— Здесь, вместе с виноградной лозой, — раздался голос матери, и Георгий вновь повернулся к окну, прислушиваясь к ее словам, — вместе с виноградной лозой выросли мои дети. Когда они были малы и неразумны и дрались между собой, я выносила им мешок с лесными орехами и давала по горсти. Каждый получал от меня какое-нибудь дело. Георгий мыл полы и вязал чулки, Магда помогала мне по хозяйству, а маленькие вскапывали грядки, сажали цветы или делали еще что-нибудь. Иначе как бы справилась с ними? Самым озорным был твой Георгий. Однажды я поручила ему снести в пекарню баницу. По дороге он поставил противень с тестом себе на голову. Потом он рассказывал, что улочка была слишком узкой, и потому он не мог нести противень в руках. В этих словах было немного правды, для него все улицы были тогда слишком узкими. Конечно, он вывалил тесто в канаву. Какой-то добрый человек помог ему собрать тесто вместе с пылью на противень. Пока баница пеклась, Георгий сбегал за большим носовым платком на тот случай, если придется пролить много слез… — Мать улыбнулась, замолчала и, опустив глаза, некоторое время разматывала нитки. — Да… Многих моих детей уже нет в доме, — продолжала она. — Вырос и уехал работать в далекую Россию мой второй после Георгия сын Никола, и разве кто-нибудь скажет, вернется ли он из Сибири, куда сослал его русский царь? В этом доме вырос мой третий, Костадин, ушел в двенадцатом году на Балканскую войну. О нем мы получили точное известие: не вернется никогда. Любомир и Борис стали мастеровыми людьми, построили собственные дома и ушли к своим семьям. И старшая моя дочь Магдалина тоже живет в своем доме в городе Самокове… Я повторяю тебе то, что ты сама давно знаешь, только потому, что хочу сказать: какое бы горе ни выпало на нашу долю, мы должны оставаться опорой для своих близких…

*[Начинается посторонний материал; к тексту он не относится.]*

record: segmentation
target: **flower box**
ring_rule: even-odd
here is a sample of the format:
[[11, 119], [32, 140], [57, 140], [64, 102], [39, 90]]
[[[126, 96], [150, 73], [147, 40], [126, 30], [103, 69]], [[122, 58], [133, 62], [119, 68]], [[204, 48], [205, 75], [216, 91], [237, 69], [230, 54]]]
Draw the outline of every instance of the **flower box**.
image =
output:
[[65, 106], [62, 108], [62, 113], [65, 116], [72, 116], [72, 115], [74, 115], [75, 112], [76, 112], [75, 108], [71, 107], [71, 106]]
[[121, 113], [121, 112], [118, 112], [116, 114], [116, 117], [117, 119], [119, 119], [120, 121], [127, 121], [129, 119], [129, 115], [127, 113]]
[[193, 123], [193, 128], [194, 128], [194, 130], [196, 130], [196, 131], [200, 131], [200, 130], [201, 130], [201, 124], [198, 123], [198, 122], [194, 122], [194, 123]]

Георгий одобрительно покачал головой. Перед ним опять потекли картины прошлого. Мать! Это верно: много добра принесла она им стойкостью, лаской и сочувствием в трудные минуты жизни. Георгий вспомнил, как она провожала его на работу в типографию двенадцатилетним мальчиком. Позднее она рассказывала, что плакала втайне от всех, согласившись отправить на заработки сына — совсем еще ребенка. Но что она могла сделать? Денег для продолжения учения не хватало, да и семья была многодетной.
Мать не показывала ему ни жалости своей, ни горя. Она ободряла мальчика, помогала ему справиться с недетскими заботами о заработке: дома старалась накормить получше, пораньше уложить спать, потеплее одеть зимой… Мать!

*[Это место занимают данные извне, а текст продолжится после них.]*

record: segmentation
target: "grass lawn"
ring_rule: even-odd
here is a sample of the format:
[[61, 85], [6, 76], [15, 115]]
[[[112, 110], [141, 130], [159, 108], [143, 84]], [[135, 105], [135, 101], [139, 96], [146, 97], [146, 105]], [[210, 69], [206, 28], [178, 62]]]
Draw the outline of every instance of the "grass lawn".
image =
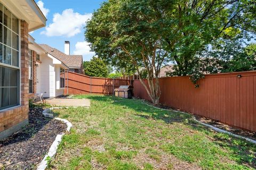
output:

Она не разделяла непримиримости сына ко всему, что было ему не по душе. Вначале, как и все ученики, он подметал пол в цехе, носил воду, бегал за табаком для рабочих. Но однажды вместе с молодым переплетчиком из соседней переплетной мастерской Йорданом Караивановым составил макет сатирической газеты «Кукареку» и вместе с ним написал статьи и сам набрал текст. Он смог это сделать потому, что не раз внимательно наблюдал, как обращаются со шрифтом наборщики. В газете высмеивался за пьянство священник. Отец еле уговорил «пострадавшего» не подавать в суд. Это было давно, многие подробности истории с газетой «Кукареку» стерлись в памяти. Осталось ясным и не тронутым временем воспоминание о матери. Она тогда спросила Георгия: «Зачем ты задираешь людей? Нам и так нелегко живется, сын мой, а тебе, если ты останешься таким нетерпимым, будет еще труднее». «Я напечатал про него правду», — возразил Георгий, и мать больше ничего не сказала.
Вскоре началась первая большая стачка печатников. Ученики, не без помощи Георгия, создали свой особый стачечный комитет. Георгия избрали председателем. Каждое утро он собирал несколько десятков учеников и обсуждал с ними, как идет стачка. Это была первая в его жизни стачка! Он перестал приносить домой даже те гроши, которые иной раз перепадали ему. Ни одного упрека не услышал Георгий от матери. Она сказала только: «У тебя, наверно, есть люди, с которыми можно посоветоваться. Слушайся их, Георгий, и не поступай самовольно»…
Через несколько лет он вспомнил слова матери: нашелся такой человек. В 1904 году Георгия выбрали управляющим делами Общего рабочего синдикального союза. Он оставил типографию — к тому времени он был уже опытным наборщиком — и переселился в маленькую комнатку канцелярии на втором этаже партийного клуба, куда вела узкая деревянная лестница. Руководил союзом Георгий Кирков — Мастер. Он являлся на работу в черной широкополой шляпе, с потертым, набитым бумагами портфелем в руке и сразу брался за статьи и листы корректуры газеты «Работнически вестник», которую партия поручила ему редактировать.